Я пожал плечами и улыбнулся:
— Пока я не готов представить развернутый план. Сейчас мне в голову приходит только установление связи с людьми, способными поддержать глубинные чаяния своего народа и в то же время не допустить катастрофического развития событий. Скажем, той же революции. Ну и я бы предпринял некоторые усилия для установления еще более тесных отношений с наследником болгарского престола. Он, в отличие от отца-католика, православный, в прошлом году окончил военное училище, да и ваш крестник, ваше величество. И отношения с отцом у него довольно натянутые. К тому же молодой человек не чужд технике — насколько я знаю, он имеет диплом железнодорожного механика. Может быть, стоит пригласить его поучиться в какой-нибудь нашей авиашколе?
Лицо Николая, которое в течение всего моего выступления «украшала» угрюмая складка, разгладилось, и государь улыбнулся. Похоже, он действительно подозревал меня в желании устроить в Болгарии революцию. Вот чудак… Нет, я понимаю, что все революции, в том числе и Февральская, логичным продолжением которой в моей истории стала катастрофическая Великая Октябрьская и которая здесь, даст Бог, не состоится, были подготовлены такими, как я, представителями крупного капитала. Им, представителям, уже мало было богатства, а захотелось еще и власти, независимости. Ну или они просто заигрались в конкурентную борьбу.[4] Но весь доступный мне исторический опыт показывает, что революция — это такое дело, которое никогда не идет по плану и никогда не исполняет того, что было обещано, условлено и спрожектировано. А если даже на каком-то этапе и исполняет, то потом все равно наподдает всем так, что никому мало не кажется. Вон большевики честно сдержали свои обещания, данные немецкому Генеральному штабу, — вывели Россию из войны и заключили позорнейший Брестский мир. И что? В конце концов немцам эта помощь так аукнулась, что лучше бы они оставили те деньги, что пошли на финансирование большевиков, в своем кармане. Нет, в первую очередь хреново пришлось, конечно, России, но она-то хоть в отличие от Германии за это не платила… Так что у меня и мысли не было способствовать революции где бы то ни было. А дворцовый переворот — это ничего, это приемлемо, этого в истории монархий хоть ложкой ешь.
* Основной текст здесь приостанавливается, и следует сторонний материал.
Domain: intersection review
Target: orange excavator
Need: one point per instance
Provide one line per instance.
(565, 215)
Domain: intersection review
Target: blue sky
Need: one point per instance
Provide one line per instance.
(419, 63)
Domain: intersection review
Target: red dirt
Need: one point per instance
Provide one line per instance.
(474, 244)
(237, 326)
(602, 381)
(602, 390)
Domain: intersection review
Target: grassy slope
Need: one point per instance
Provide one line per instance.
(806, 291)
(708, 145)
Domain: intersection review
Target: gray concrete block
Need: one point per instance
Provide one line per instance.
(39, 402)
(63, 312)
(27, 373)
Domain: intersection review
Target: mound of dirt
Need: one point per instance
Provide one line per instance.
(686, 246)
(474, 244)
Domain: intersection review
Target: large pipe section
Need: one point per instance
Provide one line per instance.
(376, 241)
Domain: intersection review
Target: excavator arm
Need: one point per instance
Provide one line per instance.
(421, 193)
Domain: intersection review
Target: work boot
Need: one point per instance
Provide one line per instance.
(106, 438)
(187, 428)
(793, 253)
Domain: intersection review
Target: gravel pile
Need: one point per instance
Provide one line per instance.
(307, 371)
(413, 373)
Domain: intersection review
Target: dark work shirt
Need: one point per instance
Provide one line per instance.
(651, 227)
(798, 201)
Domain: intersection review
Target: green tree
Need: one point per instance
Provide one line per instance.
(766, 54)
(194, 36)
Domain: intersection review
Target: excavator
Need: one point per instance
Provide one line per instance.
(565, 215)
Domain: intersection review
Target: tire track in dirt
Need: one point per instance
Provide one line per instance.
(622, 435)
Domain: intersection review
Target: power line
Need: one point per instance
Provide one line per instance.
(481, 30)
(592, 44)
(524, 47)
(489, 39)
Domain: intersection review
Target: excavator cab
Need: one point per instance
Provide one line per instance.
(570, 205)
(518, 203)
— Ну что ж, — задумчиво произнес Николай, — я думаю, что могу позвать крестника в гости и сделать ему такой подарок. И я думаю, он от подарка не откажется.
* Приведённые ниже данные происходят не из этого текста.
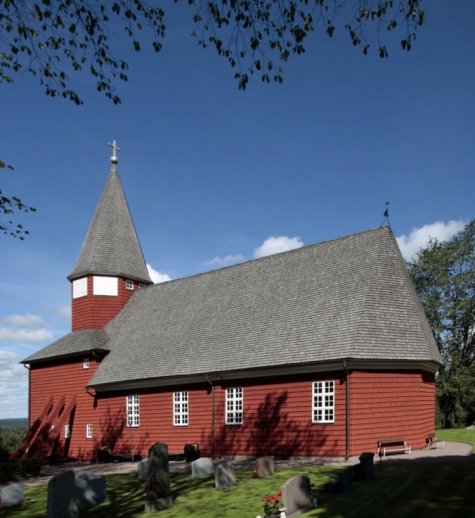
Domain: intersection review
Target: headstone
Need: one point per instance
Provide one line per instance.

— А как к этому отнесется Фердинанд Первый? — осторожно поинтересовался Сазонов.
— Он всегда прилагал усилия к тому, чтобы наладить отношения с нами, — усмехнулся государь. — Недаром он пригласил меня на роль крестного отца. Так что, полагаю, с этой стороны трудностей не будет. А вас, дядя, я попрошу продумать, чем и как мы займем нашего гостя, пока он будет находиться в России. Ну, — Николай снова усмехнулся, — я имею в виду, помимо светских развлечений.
4
История взаимоотношений крупного капитала и революционеров крайне сложна и запутана, но, как сегодня уже совершенно ясно, не имеет под собой практически никаких идеальных мотивов. То есть «сочувствие» того же Саввы Морозова или, скажем, бакинских нефтепромышленников революционным идеям объясняется чисто меркантильными причинами — от банального рэкета революционеров, построенного на угрозе организовать забастовки на предприятиях, принадлежащих промышленникам, до исполнения проплаченных заказов на беспорядки и парализацию работы на предприятиях конкурентов.